Má alimentação causa apendicite? 

Até o momento os cientistas não conseguiram provar que a apendicite tenha relação com a dieta. Mas há ainda uma dúvida entre os médicos sobre o consumo de sementes como as de uva, cuja ingestão aumenta, especialmente nos meses mais quentes, quando também ocorrem mais casos de apendicite. 

É possível prevenir a apendicite? 

Não existem recomendações que sejam capazes de prevenir a manifestação da apendicite aguda. 

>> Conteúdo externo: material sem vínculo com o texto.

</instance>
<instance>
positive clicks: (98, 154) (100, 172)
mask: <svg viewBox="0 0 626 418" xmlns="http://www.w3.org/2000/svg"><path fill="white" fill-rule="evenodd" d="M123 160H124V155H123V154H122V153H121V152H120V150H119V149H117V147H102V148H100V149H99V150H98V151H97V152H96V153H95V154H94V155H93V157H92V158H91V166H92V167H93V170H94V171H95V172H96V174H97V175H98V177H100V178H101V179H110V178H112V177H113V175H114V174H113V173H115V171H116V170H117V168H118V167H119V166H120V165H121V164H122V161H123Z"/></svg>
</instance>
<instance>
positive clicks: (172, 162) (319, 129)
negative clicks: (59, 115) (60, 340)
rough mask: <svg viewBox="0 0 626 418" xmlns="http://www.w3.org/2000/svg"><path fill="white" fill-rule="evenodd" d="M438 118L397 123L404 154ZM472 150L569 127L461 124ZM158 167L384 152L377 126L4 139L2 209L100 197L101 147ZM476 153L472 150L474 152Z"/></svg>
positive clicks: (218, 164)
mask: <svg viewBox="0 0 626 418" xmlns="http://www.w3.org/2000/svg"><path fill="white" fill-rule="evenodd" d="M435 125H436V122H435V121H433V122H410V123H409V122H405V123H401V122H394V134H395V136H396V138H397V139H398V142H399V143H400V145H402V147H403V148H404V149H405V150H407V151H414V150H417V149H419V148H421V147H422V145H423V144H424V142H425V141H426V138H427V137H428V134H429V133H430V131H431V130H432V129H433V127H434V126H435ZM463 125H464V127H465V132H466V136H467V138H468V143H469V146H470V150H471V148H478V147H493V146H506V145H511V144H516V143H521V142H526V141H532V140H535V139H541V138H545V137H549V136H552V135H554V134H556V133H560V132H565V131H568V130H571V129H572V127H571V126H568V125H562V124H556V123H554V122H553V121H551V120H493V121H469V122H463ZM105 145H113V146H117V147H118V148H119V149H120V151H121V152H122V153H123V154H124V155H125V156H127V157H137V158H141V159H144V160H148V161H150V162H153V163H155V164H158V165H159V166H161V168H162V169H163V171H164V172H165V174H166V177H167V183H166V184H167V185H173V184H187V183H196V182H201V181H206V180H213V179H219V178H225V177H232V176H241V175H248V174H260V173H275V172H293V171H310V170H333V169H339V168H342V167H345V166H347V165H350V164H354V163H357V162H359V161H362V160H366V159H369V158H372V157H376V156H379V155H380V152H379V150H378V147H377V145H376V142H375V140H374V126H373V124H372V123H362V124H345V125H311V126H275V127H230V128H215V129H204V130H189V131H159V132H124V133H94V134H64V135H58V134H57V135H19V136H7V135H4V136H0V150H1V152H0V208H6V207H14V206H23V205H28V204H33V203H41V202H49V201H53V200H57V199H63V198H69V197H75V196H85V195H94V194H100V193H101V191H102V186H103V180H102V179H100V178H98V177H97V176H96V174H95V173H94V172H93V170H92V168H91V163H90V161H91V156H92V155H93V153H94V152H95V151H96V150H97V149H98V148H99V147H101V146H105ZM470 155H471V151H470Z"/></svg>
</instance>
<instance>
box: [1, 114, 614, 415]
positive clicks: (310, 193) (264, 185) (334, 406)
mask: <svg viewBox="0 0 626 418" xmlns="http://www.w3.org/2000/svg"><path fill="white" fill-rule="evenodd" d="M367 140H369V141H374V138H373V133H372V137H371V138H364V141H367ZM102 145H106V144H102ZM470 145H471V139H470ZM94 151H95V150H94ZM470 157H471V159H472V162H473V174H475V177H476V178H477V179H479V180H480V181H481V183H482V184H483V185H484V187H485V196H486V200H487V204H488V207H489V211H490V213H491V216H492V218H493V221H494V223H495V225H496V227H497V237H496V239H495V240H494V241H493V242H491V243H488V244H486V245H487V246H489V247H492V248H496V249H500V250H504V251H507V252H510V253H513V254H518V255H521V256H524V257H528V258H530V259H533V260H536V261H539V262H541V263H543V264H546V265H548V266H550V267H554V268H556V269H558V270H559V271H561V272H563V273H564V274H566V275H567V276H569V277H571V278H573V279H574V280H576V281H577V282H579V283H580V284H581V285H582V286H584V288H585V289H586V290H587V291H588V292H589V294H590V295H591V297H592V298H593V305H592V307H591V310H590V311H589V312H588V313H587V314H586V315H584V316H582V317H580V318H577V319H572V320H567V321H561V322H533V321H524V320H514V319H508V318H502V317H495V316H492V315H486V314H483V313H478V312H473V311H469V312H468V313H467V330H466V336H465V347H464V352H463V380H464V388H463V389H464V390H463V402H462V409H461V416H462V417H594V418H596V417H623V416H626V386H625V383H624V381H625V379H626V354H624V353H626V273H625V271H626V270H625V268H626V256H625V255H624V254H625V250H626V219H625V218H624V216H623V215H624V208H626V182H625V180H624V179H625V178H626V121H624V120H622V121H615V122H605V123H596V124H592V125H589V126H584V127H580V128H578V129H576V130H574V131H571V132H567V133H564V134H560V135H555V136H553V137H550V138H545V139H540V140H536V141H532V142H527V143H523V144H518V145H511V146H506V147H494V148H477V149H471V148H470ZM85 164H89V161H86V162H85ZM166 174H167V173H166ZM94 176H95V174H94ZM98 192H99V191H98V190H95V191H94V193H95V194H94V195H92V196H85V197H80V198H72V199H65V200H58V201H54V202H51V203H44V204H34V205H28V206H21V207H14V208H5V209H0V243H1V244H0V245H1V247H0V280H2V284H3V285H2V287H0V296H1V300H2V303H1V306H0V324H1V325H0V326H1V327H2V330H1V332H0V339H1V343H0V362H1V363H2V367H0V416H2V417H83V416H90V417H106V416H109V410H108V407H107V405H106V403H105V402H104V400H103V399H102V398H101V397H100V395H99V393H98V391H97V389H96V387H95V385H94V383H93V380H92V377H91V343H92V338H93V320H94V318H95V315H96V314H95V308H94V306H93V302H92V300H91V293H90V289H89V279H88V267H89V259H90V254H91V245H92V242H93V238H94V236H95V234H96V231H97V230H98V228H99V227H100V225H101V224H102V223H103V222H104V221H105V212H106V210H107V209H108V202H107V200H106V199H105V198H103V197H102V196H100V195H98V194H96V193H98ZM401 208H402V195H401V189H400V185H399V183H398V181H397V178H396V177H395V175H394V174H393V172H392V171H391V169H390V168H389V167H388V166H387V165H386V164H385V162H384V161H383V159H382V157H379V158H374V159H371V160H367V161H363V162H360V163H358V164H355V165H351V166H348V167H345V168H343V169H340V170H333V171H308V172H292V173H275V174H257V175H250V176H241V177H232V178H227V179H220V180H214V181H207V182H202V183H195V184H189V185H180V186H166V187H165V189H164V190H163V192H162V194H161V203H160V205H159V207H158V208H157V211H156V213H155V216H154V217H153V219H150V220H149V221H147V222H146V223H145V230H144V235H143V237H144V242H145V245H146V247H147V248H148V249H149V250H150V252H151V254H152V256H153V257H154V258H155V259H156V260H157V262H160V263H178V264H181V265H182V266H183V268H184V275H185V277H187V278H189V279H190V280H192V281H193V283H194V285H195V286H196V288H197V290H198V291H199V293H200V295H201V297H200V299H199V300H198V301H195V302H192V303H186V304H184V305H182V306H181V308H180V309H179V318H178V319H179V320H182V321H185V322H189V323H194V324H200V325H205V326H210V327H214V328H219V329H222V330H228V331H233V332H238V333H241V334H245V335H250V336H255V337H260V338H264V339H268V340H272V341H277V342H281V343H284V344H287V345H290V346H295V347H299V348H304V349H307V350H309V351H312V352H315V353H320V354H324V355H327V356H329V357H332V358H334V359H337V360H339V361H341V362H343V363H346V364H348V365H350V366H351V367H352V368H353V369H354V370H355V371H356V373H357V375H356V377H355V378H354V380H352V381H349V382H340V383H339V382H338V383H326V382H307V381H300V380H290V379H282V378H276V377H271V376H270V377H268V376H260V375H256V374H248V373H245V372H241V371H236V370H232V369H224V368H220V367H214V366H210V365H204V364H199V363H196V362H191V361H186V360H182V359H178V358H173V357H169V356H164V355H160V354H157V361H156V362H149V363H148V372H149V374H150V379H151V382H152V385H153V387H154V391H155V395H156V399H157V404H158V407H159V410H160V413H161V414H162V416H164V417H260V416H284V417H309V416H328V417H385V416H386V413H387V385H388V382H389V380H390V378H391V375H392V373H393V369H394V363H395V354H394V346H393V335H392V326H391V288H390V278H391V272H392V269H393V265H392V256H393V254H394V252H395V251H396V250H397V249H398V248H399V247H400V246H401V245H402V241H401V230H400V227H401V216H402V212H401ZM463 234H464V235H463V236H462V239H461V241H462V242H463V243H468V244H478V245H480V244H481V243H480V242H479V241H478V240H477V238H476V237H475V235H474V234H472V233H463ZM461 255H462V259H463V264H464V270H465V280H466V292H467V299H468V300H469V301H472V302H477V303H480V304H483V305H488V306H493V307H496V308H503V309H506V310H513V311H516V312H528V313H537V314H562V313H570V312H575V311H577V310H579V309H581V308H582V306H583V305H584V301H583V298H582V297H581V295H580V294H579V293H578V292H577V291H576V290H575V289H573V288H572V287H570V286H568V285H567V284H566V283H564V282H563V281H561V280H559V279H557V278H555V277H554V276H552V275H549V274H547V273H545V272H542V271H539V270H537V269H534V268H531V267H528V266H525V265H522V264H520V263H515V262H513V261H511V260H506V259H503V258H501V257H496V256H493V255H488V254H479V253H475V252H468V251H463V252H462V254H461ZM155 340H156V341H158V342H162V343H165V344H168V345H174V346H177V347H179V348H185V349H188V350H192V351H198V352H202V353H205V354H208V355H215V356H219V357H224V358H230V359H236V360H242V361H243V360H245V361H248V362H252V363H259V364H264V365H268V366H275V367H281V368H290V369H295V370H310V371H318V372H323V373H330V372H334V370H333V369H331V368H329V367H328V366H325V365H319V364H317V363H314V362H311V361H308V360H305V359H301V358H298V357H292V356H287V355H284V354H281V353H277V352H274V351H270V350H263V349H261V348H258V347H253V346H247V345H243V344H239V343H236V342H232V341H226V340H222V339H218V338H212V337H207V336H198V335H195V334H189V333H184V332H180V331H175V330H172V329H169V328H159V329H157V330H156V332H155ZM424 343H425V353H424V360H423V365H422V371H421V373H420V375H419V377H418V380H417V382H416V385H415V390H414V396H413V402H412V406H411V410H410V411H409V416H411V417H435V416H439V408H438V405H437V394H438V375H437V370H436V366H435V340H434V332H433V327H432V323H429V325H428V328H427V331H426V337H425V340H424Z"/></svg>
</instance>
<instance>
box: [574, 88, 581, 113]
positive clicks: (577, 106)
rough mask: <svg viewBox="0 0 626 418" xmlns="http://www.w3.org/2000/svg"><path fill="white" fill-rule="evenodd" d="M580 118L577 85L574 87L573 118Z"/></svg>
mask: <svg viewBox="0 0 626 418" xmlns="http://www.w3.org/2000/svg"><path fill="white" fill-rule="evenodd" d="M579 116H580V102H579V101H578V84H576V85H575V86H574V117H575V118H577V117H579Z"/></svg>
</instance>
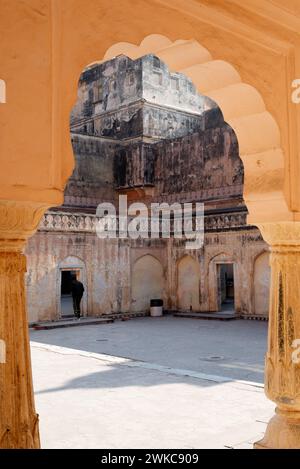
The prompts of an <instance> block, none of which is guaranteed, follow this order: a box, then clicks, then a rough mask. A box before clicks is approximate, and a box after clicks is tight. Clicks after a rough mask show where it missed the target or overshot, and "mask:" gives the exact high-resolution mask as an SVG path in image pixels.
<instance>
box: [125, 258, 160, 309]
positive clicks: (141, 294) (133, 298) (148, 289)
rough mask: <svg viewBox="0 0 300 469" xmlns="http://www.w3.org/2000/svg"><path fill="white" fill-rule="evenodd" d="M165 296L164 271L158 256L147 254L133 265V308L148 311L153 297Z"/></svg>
mask: <svg viewBox="0 0 300 469" xmlns="http://www.w3.org/2000/svg"><path fill="white" fill-rule="evenodd" d="M163 297H164V271H163V266H162V264H161V262H160V261H159V260H158V259H156V257H154V256H152V255H150V254H146V255H144V256H142V257H139V258H138V259H137V260H136V262H135V263H134V265H133V268H132V274H131V309H132V311H148V310H149V306H150V300H151V299H156V298H159V299H163Z"/></svg>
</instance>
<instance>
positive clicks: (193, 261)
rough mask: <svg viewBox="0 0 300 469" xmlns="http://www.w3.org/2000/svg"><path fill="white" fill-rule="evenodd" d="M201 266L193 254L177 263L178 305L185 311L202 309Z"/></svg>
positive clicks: (177, 287)
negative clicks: (200, 282)
mask: <svg viewBox="0 0 300 469" xmlns="http://www.w3.org/2000/svg"><path fill="white" fill-rule="evenodd" d="M199 283H200V266H199V263H198V262H197V261H196V260H195V259H194V258H193V257H191V256H188V255H187V256H184V257H182V258H181V259H180V260H179V262H178V264H177V307H178V309H180V310H183V311H187V310H190V311H199V310H200V295H199Z"/></svg>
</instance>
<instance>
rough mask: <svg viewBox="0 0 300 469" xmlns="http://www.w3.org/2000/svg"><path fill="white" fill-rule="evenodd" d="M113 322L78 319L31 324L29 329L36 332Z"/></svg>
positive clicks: (35, 323)
mask: <svg viewBox="0 0 300 469" xmlns="http://www.w3.org/2000/svg"><path fill="white" fill-rule="evenodd" d="M114 321H115V320H114V319H112V318H80V320H78V319H74V318H72V319H67V320H64V319H61V320H59V321H50V322H41V323H35V324H31V325H30V328H31V329H34V330H36V331H41V330H48V329H60V328H63V327H78V326H91V325H95V324H110V323H112V322H114Z"/></svg>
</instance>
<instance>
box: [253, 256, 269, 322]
mask: <svg viewBox="0 0 300 469" xmlns="http://www.w3.org/2000/svg"><path fill="white" fill-rule="evenodd" d="M270 282H271V267H270V252H269V251H268V250H266V249H264V250H263V251H261V252H260V253H259V254H258V255H257V256H256V257H255V259H254V262H253V308H254V314H255V315H257V316H263V317H268V315H269V297H270Z"/></svg>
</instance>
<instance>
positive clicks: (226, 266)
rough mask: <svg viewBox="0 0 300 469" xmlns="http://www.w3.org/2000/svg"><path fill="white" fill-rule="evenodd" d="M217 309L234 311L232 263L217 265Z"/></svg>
mask: <svg viewBox="0 0 300 469" xmlns="http://www.w3.org/2000/svg"><path fill="white" fill-rule="evenodd" d="M218 271H219V272H218V297H219V311H223V312H225V311H228V312H231V313H232V312H233V311H234V269H233V264H219V266H218Z"/></svg>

Contudo, na prática do dia a dia, o que os médicos observam é que pessoas que têm hábitos de vida saudáveis, isso é, adotam dieta equilibrada e rica em fibras (frutas e verduras), praticam exercícios, controlam o peso e ainda estão de olho nas práticas de higiene alimentar e corporal possuem menor risco de ter doenças gastrointestinais e, portanto, são menos afetadas pelo problema. 

Como muitas pessoas, por necessidade ou hábito, fazem suas refeições fora de casa e ainda há falhas no saneamento básico em várias regiões do Brasil, o risco do consumo de alimentos e bebidas contaminados é alto. Converse com seu médico sobre a possibilidade/necessidade de tomar medicamentos contra vermes e parasitas, ao menos uma vez a cada ano.